Studies Show TSA Airport Profiling Program is Based on Delusional Nonsense [aka racism/white supremacy]

From [gizmodo] The American Civil Liberties Union (ACLU) published a damning report today that shows how the Transportation Security Administration (TSA), better known as your airport’s security force, created and then expanded a program meant to spot suspected terrorists based on deceptive behavior, even though it relied on unscientific data and ultimately led to racial profiling and harassment in airports nationwide.

The TSA program in question—called behavior detection program—started in 2007 under the name SPOT, or Screening Passengers by Observation Techniques. It originally required special “behavior detection officers” to roam airports in uniform or plain clothes, looking behavioral clues from people that may have an intent to harm others.

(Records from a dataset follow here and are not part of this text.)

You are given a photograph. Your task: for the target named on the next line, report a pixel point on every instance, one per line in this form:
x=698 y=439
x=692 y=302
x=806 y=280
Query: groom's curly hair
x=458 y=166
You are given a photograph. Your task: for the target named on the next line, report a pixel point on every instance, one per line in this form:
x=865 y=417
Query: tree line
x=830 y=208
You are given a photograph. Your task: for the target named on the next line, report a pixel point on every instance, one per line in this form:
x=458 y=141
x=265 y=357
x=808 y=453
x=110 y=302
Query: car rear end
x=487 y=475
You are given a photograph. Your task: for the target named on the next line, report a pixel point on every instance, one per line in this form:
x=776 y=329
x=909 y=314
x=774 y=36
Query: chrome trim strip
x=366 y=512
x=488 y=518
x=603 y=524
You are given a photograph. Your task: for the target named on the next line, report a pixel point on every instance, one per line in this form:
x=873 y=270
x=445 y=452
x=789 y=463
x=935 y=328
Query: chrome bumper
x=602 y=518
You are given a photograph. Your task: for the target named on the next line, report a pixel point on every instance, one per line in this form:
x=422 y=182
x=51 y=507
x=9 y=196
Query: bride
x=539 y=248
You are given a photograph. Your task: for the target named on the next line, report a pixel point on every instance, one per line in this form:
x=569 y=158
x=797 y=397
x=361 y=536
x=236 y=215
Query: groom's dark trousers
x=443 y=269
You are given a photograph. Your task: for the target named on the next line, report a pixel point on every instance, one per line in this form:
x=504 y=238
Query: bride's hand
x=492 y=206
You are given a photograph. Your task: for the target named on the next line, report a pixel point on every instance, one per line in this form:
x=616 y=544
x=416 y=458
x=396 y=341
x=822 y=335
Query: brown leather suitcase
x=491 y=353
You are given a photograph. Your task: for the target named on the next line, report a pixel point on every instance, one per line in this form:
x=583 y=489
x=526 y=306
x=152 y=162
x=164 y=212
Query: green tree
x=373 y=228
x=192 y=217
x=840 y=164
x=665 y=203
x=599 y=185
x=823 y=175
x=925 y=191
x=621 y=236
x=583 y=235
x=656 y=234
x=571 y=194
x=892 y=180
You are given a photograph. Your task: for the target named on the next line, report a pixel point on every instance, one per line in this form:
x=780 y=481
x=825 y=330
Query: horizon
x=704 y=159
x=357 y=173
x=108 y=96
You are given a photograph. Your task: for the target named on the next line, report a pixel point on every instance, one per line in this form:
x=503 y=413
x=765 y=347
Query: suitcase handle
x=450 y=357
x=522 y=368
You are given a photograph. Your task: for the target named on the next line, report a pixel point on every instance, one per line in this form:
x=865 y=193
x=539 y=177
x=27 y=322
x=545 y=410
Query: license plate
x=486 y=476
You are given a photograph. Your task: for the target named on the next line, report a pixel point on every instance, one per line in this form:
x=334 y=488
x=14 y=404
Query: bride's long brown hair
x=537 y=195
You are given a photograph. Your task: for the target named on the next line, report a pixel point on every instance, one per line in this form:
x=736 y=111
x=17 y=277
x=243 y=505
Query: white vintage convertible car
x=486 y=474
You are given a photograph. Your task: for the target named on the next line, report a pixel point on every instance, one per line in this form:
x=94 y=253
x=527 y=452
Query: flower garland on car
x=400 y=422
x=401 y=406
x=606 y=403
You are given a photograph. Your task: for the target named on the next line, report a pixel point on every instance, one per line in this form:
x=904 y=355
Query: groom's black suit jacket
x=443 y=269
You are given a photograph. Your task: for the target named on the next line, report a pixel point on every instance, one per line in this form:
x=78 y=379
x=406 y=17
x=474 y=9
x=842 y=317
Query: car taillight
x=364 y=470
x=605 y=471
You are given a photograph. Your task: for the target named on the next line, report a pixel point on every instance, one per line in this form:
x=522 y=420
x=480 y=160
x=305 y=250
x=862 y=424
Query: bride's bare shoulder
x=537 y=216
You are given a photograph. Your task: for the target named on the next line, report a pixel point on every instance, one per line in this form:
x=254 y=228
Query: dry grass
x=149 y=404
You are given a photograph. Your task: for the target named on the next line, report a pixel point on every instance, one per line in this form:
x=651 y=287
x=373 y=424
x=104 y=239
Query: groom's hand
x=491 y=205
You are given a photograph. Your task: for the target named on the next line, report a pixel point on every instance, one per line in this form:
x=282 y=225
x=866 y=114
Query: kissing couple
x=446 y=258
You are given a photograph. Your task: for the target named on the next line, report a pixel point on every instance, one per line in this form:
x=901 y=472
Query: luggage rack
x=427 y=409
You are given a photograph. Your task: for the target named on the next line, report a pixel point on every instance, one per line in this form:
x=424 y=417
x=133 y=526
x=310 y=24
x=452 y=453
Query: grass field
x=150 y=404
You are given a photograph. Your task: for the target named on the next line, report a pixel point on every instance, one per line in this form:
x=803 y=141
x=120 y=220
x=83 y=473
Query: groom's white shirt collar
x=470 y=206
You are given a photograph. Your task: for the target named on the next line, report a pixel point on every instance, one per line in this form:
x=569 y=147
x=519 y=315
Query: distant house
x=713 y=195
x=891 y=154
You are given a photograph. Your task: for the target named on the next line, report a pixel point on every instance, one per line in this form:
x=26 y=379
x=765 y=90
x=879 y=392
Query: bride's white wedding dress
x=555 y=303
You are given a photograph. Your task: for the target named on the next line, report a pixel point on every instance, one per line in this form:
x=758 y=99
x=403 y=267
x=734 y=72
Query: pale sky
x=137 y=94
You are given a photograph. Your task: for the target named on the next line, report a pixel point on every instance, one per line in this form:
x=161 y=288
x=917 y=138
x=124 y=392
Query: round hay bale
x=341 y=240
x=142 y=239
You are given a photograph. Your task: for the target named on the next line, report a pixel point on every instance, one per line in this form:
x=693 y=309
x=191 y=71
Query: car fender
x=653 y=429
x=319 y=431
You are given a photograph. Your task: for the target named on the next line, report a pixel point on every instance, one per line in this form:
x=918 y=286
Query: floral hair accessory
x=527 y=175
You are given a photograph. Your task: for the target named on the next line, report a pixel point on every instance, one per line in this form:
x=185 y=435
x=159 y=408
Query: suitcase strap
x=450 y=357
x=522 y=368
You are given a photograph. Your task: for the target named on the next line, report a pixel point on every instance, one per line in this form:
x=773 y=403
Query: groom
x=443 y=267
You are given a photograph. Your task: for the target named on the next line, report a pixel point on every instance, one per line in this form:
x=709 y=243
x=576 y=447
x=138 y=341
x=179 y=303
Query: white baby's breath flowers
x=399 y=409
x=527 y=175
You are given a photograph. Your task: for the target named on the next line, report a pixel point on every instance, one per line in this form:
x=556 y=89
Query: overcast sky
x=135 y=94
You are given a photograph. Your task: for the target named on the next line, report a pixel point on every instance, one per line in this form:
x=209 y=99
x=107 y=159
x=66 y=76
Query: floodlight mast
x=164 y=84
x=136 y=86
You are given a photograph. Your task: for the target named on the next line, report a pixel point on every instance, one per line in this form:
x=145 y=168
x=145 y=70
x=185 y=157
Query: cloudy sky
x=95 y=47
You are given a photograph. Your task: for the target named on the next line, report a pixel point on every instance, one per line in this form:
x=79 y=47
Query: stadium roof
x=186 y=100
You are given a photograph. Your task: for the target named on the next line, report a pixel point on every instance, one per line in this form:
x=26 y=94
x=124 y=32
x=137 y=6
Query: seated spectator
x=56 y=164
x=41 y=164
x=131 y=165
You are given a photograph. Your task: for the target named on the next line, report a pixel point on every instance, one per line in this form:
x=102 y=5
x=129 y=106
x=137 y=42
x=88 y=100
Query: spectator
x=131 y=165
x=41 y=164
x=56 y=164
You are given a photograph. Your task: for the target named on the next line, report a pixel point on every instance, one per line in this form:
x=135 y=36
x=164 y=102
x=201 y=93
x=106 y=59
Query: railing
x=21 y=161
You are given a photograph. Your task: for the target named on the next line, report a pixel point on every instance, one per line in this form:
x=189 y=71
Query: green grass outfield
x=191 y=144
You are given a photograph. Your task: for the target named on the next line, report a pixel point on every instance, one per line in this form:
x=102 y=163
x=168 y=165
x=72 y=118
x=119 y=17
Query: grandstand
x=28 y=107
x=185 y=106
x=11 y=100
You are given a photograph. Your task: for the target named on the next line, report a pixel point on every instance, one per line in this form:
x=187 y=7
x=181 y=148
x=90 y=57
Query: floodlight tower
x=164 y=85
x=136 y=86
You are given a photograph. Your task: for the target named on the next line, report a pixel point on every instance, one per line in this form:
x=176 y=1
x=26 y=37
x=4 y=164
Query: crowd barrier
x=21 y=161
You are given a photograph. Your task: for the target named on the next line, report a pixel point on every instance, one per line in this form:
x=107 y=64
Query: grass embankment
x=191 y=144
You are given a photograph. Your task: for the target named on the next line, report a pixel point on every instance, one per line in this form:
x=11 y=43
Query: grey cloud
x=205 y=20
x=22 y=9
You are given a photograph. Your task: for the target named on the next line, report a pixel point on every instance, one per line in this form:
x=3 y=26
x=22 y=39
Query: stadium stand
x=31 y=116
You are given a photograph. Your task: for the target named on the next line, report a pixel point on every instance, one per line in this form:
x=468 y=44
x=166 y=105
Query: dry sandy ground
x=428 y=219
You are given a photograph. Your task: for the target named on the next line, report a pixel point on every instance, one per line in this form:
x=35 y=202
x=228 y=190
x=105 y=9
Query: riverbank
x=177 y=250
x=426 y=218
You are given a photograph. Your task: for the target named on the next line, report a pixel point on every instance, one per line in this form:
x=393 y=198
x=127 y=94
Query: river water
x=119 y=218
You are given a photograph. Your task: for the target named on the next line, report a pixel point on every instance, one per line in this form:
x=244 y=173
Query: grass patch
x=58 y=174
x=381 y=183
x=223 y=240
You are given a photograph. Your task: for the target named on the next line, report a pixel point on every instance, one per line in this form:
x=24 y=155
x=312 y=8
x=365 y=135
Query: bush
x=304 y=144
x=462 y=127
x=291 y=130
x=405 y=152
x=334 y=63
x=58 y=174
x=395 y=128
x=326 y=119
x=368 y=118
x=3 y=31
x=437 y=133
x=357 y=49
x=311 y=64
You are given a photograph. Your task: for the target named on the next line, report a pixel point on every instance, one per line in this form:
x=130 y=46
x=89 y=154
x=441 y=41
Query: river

But the TSA has never produced empirical evidence in support of the programs, despite rapidly expanding it in the last few years, costing taxpayers a total of $1.5 billion between 2007 and 2015. When the TSA commissioned a 2011 study to validate its behavior detection techniques, an assessment from Government Accountability Office (GAO) found the study “did not demonstrate their effectiveness because of study limitations, including the use of unreliable data.”

The GOA recommended in 2014 that future funding for the TSA’s behavior detection programs be stopped, citing “400 studies from the past 60 years” that found “the human ability to accurately identify deceptive behavior based on behavioral indicators is the same as or slightly better than chance.”

It’s not the only agency fighting the behavioral detection program, either. Government watchdogs, members of Congress, and the ACLU have vehemently fought against the program, claiming it lacks grounding in science. In an effort to prove this theory, the ACLU filed a lawsuit under the Freedom of Information Act (FOIA) in June 2015 and published a report today based on the 13,000 pages of TSA documents it obtained through the lawsuit.

The new TSA documents reveal that the agency relied on academic studies to justify the program that according to the ACLU “broadly reject” the notion of identifying criminals based on the way they look and behave. The documents obtained through the ACLU’s lawsuit include several details that have not previously been public. The new revelations include TSA files filled with academic research that undermine the validity of behavioral detection program.

In many cases, studies used to justify the program are outright antithetical to the cause. For example, a University of Portsmouth study found in the TSA’s research files claim that behavioral detection doesn’t work at all:

Four decades of deception research in which more than 100 studies have been published have revealed one major finding. The mere fact that someone lies will not affect his behavior, voice or speech, and therefore typical deceptive responses such as ‘Pinocchio’s growing nose’ do not exist.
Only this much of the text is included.